Cette immense galerie souterraine, récemment découverte et déblayée par Felipone, avait donc pour portique une construction fermée, dépendante de sa régie et dont il avait les clefs, sans que personne soupçonnât encore la brèche qu'il y avait faite à l'intérieur pour communiquer avec le souterrain. Il se trouvait arrivé là avant nous, et tenait le passage ouvert, tandis que Gianino, l'aîné de ses neveux, montait la garde dans la prairie.
Nous mîmes pied à terre, et nous traversâmes la chapelle en tenant nos chevaux par la bride. Le pavé était, là aussi, couvert de litière. Cette sortie s'effectua sans bruit, sous les grands arbres fruitiers qui ombragent le petit édifice.
On se remit en selle dans le plus grand silence. Felipone prit, dans les buissons, un petit cheval pareil à celui que je montais, et qui avait été amené là d'avance, sous apparence de pâture. Il n'avait pour selle qu'une couverture, avec des étriers de corde attachés au surfaix. Le fermier l'enfourcha lestement et passa devant, après nous avoir dit de lui laisser environ dix minutes d'avance sur le chemin. Le docteur connaissait parfaitement la direction à suivre.
XXXIX
Jusque-là, je ne m'étais guère rendu compte de ce que nous faisions. S'échapper un à un, ou deux à deux, sans bruit, en se donnant rendez-vous quelque part pour monter à cheval et fuir ensemble loin de la portée des carabiniers, m'eût semblé plus raisonnable que de sortir en corps de cavalerie; mais, en regardant le site que nous traversions, et en me rappelant celui que nous avions à traverser, je vis que nous agissions pour le mieux.
D'abord, notre évasion à cheval était un fait si invraisemblable, que, même en rencontrant de près notre petite troupe, les surveillants devaient hésiter à reconnaître en nous les captifs de Mondragone. Et puis, le terrain que nous traversions était la continuation la plus favorable du chemin couvert. Ce n'était probablement pas par hasard que la chapelle s'ouvrait au seuil de cette petite gorge étroite et ombragée, dont le fond était envahi par une herbe marécageuse où le pas des chevaux ne soulevait pas de bruit et ne devait pas laisser de traces. Ces circonstances avaient dû être mises à profit, au temps où l'on avait ménagé cette sortie mystérieuse à la forteresse de Mondragone.

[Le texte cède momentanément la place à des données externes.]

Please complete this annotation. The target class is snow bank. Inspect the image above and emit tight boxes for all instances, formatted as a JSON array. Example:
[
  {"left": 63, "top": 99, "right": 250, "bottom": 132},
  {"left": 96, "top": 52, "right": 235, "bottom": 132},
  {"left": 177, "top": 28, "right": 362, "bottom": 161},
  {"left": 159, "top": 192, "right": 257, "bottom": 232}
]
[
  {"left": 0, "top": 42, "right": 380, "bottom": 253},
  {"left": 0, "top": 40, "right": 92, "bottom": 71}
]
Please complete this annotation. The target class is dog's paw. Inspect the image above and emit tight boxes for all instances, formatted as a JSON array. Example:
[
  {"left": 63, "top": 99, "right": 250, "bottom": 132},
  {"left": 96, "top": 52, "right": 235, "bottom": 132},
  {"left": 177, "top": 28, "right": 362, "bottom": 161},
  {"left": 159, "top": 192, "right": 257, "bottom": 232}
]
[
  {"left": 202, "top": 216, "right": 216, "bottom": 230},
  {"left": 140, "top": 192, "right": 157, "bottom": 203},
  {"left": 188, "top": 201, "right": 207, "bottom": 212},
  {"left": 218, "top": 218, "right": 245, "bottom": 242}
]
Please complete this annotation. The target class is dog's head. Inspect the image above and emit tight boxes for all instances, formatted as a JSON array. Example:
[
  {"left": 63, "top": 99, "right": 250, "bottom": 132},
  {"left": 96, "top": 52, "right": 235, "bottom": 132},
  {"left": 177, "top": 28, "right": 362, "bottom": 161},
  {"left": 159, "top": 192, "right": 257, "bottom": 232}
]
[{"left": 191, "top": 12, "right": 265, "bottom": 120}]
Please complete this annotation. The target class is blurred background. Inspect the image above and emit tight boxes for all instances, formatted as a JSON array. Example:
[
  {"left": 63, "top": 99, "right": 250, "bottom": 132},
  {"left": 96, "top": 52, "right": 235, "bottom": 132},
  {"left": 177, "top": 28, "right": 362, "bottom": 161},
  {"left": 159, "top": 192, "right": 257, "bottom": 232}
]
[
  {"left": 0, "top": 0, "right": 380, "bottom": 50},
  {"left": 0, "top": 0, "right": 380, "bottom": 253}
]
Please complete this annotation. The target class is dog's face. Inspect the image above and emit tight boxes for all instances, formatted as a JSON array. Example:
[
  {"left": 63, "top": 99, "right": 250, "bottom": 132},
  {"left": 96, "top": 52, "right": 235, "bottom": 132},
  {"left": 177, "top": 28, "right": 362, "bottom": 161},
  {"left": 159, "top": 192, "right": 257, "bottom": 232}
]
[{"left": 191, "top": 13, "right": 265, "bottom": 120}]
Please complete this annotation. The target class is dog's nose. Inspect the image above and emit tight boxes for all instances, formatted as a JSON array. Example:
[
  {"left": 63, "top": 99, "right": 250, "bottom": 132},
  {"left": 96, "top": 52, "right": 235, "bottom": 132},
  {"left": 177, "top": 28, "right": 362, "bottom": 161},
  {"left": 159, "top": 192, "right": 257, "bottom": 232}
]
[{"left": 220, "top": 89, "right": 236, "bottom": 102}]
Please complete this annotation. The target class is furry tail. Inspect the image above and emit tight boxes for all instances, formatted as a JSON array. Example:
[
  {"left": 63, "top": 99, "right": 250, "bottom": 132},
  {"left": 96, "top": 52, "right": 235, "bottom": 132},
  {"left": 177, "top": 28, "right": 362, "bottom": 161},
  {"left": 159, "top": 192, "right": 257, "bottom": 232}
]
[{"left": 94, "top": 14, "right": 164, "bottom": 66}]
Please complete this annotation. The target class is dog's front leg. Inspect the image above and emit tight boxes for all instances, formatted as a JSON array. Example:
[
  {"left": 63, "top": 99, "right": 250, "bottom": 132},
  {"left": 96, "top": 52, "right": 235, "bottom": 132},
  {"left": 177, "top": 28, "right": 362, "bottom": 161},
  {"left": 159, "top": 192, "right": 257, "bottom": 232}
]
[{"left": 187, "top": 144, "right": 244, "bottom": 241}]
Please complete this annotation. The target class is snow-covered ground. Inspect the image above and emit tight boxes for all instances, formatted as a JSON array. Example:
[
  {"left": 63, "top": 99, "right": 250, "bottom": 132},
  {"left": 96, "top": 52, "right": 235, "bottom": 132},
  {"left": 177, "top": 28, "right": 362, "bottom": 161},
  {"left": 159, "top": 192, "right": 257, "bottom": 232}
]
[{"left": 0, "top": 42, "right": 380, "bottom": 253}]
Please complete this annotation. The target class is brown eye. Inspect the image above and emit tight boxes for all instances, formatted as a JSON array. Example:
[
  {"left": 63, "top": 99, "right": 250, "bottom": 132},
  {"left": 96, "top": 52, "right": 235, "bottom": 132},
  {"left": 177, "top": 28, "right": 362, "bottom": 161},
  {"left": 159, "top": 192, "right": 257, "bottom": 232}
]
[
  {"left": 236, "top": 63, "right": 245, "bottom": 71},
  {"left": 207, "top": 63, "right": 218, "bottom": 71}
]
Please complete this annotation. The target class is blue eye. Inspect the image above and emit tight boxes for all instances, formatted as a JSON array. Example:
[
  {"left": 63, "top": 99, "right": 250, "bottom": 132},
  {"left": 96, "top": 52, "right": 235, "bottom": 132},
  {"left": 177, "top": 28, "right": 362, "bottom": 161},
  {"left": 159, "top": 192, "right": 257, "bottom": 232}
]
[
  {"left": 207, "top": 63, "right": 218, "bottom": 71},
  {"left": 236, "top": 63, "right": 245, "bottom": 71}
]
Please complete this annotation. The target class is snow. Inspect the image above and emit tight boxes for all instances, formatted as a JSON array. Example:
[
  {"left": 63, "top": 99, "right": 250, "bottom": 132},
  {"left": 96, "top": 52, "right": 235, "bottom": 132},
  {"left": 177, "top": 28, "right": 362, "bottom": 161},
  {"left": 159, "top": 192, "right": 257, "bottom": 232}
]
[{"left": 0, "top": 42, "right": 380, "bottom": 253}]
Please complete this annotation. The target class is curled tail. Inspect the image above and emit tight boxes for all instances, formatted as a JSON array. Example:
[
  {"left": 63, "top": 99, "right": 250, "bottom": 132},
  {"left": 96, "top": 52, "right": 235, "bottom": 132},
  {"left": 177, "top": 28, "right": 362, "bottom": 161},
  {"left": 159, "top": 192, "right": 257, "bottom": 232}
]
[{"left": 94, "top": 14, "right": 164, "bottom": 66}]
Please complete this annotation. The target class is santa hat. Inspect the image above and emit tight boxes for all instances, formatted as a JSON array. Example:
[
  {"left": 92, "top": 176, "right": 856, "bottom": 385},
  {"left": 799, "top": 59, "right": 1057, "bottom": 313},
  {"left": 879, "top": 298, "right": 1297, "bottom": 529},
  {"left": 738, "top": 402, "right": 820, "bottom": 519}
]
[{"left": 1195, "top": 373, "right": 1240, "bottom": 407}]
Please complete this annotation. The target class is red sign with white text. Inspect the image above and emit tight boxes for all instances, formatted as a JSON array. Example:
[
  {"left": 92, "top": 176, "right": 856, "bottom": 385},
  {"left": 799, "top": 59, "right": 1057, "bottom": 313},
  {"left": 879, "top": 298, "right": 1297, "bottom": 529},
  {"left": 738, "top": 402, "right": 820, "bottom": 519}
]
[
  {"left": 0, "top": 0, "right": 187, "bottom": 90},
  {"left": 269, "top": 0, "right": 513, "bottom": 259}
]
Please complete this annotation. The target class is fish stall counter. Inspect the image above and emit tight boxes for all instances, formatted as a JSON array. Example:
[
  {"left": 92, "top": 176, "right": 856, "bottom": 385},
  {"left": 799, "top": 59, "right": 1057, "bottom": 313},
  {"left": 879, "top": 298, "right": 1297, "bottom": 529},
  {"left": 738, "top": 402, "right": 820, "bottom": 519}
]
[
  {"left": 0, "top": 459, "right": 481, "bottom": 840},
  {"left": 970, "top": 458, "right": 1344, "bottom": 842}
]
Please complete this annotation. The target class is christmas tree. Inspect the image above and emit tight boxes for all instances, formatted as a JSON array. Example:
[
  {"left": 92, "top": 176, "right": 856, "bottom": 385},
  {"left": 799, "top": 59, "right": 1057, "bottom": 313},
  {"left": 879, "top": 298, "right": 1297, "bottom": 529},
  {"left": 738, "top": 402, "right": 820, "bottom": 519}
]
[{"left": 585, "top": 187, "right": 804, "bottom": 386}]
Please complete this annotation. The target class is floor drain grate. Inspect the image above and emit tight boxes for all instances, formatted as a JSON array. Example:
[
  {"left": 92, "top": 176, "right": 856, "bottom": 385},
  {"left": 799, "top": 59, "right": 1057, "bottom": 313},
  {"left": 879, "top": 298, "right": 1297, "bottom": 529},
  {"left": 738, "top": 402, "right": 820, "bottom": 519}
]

A cette époque, tout le trajet que nous avions à faire avant de sortir du territoire de Monte-Porzio était probablement couvert d'arbres. Je me souvins que nous devions passer par Tusculum, dont les sommets sont maintenant entièrement nus, et que là, probablement, nous aurions à traverser, à toute bride et de vive force, un poste de gendarmerie. Je portai la main aux fentes de ma selle et m'assurai qu'elles étaient garnies de pistolets. Je m'arrangeai de manière à m'en servir librement au premier signal.
Felipone, parti en éclaireur, revint nous dire de continuer au pas sur le chemin sablonneux qui laisse les Camaldules à gauche et qui monte en droite ligne sur Tusculum. Il n'avait rencontré ni aperçu personne; le passage était libre, et l'allure lente et calme était préférable à l'irruption brusque au galop, du moins jusqu'à nouvel ordre.
Nous traversâmes donc, sans hâte et sans encombre, la partie découverte du chemin frayé qui s'ouvrait devant nous, et nous gagnâmes, sans être signalés, le taillis à pic de la gorge située sur les derrières du théâtre de Tusculum.